$20
As the first step on your way to becoming a full-fledged data scientist, you decide to explore a California State Buildings Sustainability dataset:
Link: digital.cs.usu.edu/~kyumin/cs5665/homework/CAStateBuildingMetrics.csv
You face three related tasks that will require you to transform the raw data into a more usable form, and then perform a series of analyses, toward better understanding your data.
Tasks
For each task, you should describe how you transformed the raw csv data to the format you can perform your analysis on. Describe the issues you faced (e.g., missing values), how you resolved these issues, and justify why you decided to handle it that way.
1. Water Usage Analysis: First, we want to gain an understanding of the Water Usage of all buildings, and how these may vary across different departments.
Using the three main measures of central tendency (mean, median and mode), analyze the Water Use for all buildings, as well as for individual departments (say, for the top-5 departments).

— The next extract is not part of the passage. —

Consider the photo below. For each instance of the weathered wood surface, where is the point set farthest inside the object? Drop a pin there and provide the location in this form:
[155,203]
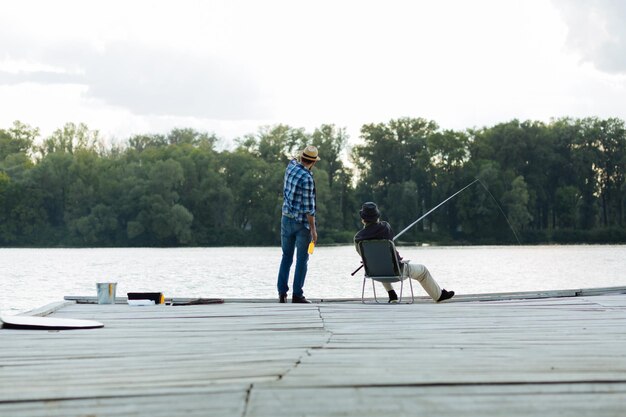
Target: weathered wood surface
[553,356]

You should plot box-plots for all buildings, as well as for the individual departments.
Now, remove outliers by dropping all water usage that are "too extreme". Be sure to quantify your definition of "too extreme" and explain how you arrived at that definition. Compare the mean, median, and mode without outliers. What do you observe?
2. Resource Usage Correlation: Does a relationship hold between the Water Use of a Building and its Electricity Use? Plot this relationship using a scatter plot, and report the correlation (using Person's correlation coefficient).
Now find the top 5 departments based upon the number of buildings and perform the same analysis for these 5 departments. Based upon these plots and Pearson correlation values what can you conclude?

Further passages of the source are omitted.